Disparities in dosing, drug reduction, and drug discontinuation among US FDA approved tyrosine kinase inhibitors

Introduction

The United States Food and Drug Administration (FDA) uses the recommended phase 2 dose (RP2D) in clinical trials to approve the starting dose for tyrosine kinase inhibitors (TKIs). While kinase inhibitors pose a lower risk for toxic effects than traditional chemotherapy, adequate dosing needs to be studied in greater detail with post-marketing surveillance and more clinical guidance for starting doses and titration. Understanding the mechanisms leading to specific side effects and also including pharmacokinetic studies testing minimal effective dosing may help decrease dose-related adverse events.¹ Since most TKI’s are dosed continuously, undesired toxic side effects may lead to discontinuation. Development of more selective TKIs and dissemination of more specific dosage guidance for oncologists are warranted.² The trailblazer that initiated this cascade of discovery was imatinib which was so effective that now 76 more protein kinase inhibitors have been approved for clinical use.³ Until these more selective TKIs are developed, as they are currently available, they still remain an attractive treatment option. Understanding the nuances that lead to discontinuation will remain important in translating these dosing regimens to clinical practice. Additionally, the populations studied in the drug labels need to be representative of the clinicians’ population.

Nonadherence is not uncommon when people are on TKIs long-term. While data is still evolving and clinical guidance on safe discontinuation is being developed, the negative side effects of the medications that patients face is reason enough for self-discontinuation. The findings from this paper were previously presented at the 2021 ASCO and the 2022 IJCCD conferences.^4,5

Methods

We established a database of all FDA approved TKIs up until 2021 from the FDA online label repository (https://www.fda.gov/drugs/development-approval-process-drugs/drug-approvals-and-databases). We extracted descriptive data for indications and usage, type of approval, approval dosage, dose reduction recommendation, median age, dose reduction rates, drug discontinuation rates, dose modification, warnings, adverse reactions, clinical trial experience, and geriatric use above 65 years and 75 years. We looked at drug labels from 2001 to 2021.

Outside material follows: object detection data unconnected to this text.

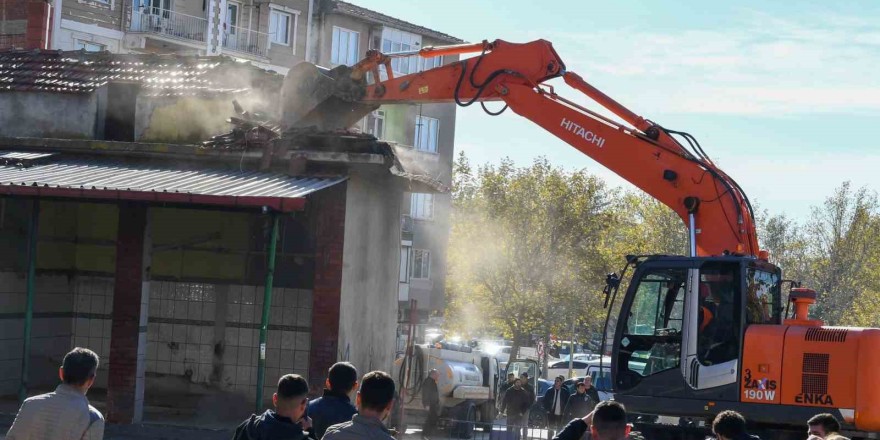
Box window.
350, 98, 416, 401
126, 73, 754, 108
413, 116, 440, 153
409, 193, 434, 220
73, 40, 107, 52
746, 268, 780, 324
363, 110, 385, 139
330, 26, 360, 66
410, 249, 431, 280
419, 55, 443, 72
226, 2, 240, 35
269, 9, 291, 46
620, 269, 687, 376
382, 28, 422, 75
697, 263, 741, 366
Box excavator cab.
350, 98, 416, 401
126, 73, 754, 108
607, 256, 782, 413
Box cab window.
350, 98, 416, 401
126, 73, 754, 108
746, 268, 780, 324
697, 263, 741, 366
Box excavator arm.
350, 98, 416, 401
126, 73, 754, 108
284, 40, 766, 259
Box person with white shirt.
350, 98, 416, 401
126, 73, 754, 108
543, 376, 569, 436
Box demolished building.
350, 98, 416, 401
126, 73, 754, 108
0, 51, 448, 423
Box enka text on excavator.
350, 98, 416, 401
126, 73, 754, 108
283, 40, 880, 439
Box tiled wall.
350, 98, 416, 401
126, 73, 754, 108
0, 272, 73, 395
146, 281, 312, 404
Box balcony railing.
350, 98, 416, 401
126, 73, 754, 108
223, 26, 269, 57
130, 7, 208, 43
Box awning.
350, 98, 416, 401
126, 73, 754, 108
0, 152, 346, 212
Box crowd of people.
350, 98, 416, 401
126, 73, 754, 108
6, 347, 848, 440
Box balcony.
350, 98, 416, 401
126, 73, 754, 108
223, 26, 269, 58
129, 7, 208, 43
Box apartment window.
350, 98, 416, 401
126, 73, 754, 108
226, 2, 241, 35
382, 28, 422, 75
410, 249, 431, 280
269, 9, 292, 46
409, 193, 434, 220
363, 110, 385, 139
330, 26, 360, 66
73, 40, 107, 52
413, 116, 440, 153
419, 55, 443, 72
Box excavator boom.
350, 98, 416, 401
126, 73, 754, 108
282, 40, 766, 258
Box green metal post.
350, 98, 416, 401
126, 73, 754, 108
255, 213, 279, 414
18, 199, 40, 402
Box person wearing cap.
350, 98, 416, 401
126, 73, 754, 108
564, 377, 599, 420
543, 376, 569, 435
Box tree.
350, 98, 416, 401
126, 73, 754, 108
447, 155, 615, 356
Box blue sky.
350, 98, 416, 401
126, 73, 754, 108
352, 0, 880, 220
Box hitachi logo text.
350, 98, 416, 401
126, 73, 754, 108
559, 118, 605, 148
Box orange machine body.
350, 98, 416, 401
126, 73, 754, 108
740, 325, 880, 431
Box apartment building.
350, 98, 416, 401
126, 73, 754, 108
0, 0, 463, 343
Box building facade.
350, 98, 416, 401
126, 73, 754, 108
0, 0, 462, 402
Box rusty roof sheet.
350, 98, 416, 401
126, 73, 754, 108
0, 155, 347, 211
0, 50, 282, 96
333, 0, 465, 43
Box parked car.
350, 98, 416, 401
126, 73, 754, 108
529, 379, 553, 428
547, 356, 611, 378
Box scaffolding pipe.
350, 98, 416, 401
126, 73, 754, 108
18, 199, 40, 402
255, 213, 279, 414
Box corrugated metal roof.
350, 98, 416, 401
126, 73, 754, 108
0, 157, 346, 211
0, 50, 281, 96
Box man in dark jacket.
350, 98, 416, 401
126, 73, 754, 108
307, 362, 357, 439
542, 376, 569, 435
501, 379, 534, 439
422, 370, 440, 439
712, 410, 761, 440
232, 374, 312, 440
553, 400, 642, 440
564, 377, 599, 420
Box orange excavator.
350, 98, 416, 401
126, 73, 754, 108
282, 40, 880, 439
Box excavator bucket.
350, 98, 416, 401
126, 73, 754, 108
281, 63, 379, 131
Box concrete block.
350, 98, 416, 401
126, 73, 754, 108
201, 302, 217, 321
293, 350, 309, 376
173, 299, 187, 319
280, 350, 294, 370
235, 347, 256, 365
296, 332, 312, 350
198, 326, 214, 345
241, 304, 259, 324
73, 293, 92, 313
186, 301, 204, 320
199, 344, 214, 365
269, 306, 284, 324
281, 330, 296, 350
156, 361, 171, 374
226, 285, 243, 304
226, 303, 242, 323
223, 346, 238, 366
296, 289, 312, 309
266, 329, 281, 348
159, 298, 174, 318
156, 322, 174, 342
224, 327, 241, 348
296, 309, 312, 327
146, 342, 162, 361
171, 324, 187, 344
266, 348, 281, 368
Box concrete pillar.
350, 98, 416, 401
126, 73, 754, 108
309, 184, 346, 394
25, 2, 52, 49
107, 204, 152, 424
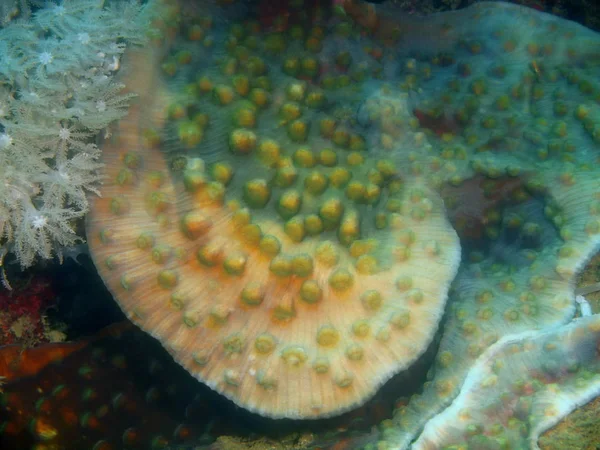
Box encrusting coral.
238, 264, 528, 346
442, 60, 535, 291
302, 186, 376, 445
88, 0, 460, 418
1, 1, 600, 449
88, 0, 600, 440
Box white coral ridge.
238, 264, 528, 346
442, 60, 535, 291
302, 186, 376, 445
0, 0, 158, 267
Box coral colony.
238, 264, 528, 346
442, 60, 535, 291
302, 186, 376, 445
0, 1, 600, 450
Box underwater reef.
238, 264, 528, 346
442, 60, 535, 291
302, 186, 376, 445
0, 0, 600, 450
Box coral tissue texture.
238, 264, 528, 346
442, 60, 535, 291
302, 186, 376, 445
0, 1, 600, 449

Continuous variables were summarized as means, medians, and standard deviations, while discrete variables were summarized as frequency with percentage. These statistical summaries were performed using R statistical software (version 4.1.2, 2021, The R Foundation for Statistical Computing).

Results

The TKIs we examined were approved for 143 different indications (Table 1). The greatest number of indications was 11 in the drug imatinib. This data was collected from 2,816 patients for a specific indication. Among the TKIs we studied, the median dose was 200 mg and average dose was 307.7 mg. 36 (24%) TKIs were approved to be dosed bid vs 107 (72%) approved to be dosed qd. In oncology, 52 (35%) indications were biomarker based (e.g., estimated glomerular filtration rate (EGFR) and mutant non-small cell lung cancer (NSCLC)) and 98 (65%) were non-biomarker based for specific diseases (e.g., metastatic renal cell carcinoma (RCC)). Among the approved indications, median rates, dose reduction rate (DRR), drug interruption rate (DIR), and drug discontinuations rate (DDR) were 31%, 52%, and 10% respectively. The most common reasons for DRR, DIR, and DDR were diarrhea, fatigue, nausea, vomiting, hepatotoxicity, rash, and hypertension. 111 indications listed geriatric use (>65 years, median 39%; >75 years, median 11%). African American and Hispanic races are consistently underrepresented among the TKI studies (Table 2). Patient reported outcomes (PROs) as reported directly by the patient without interpretation by clinicians prescribing these therapies were not available.^4,5 FDA drug label data does not currently incorporate PROs in their data collection methods.

Conclusions

The introduction of tyrosine kinase inhibitors (TKIs) has altered the treatment patterns of multiple solid malignancies, but studies are still needed in more diverse populations in order to generalize studies to reflect real-world clinical populations. The progress made in tyrosine kinase inhibitor drug development has impacted the way we treat many cancers and has improved prognosis for our patients. Since imatinib’s approval in 2001, there have been a slew of new considerations in the development of new therapeutic agents. While resistance to these agents is mediated through primary mutations as well through metastatic tumor cells evading the inhibitor, there is limited information available regarding dosing of these agents to avoid toxicities.³

The dose reduction and discontinuation rates of TKIs remain variable.^6,7 Further clinical trials should be conducted to evaluate multiple dosing regimens and schedules to lessen the toxicity burden and improve quality of life (QOL) in patients. It is also prudent to broaden the study population so that the studies will be generalizable to patients in clinical practice. Future studies are needed to: a. increase representation in the studies to address the disparities; b.to investigate flat dosing vs alternative dosing, such as weight-based dosing for TKIs; and c. report patient reported outcomes as reported directly by the patient without interpretation by clinicians prescribing these therapies, as part of the label.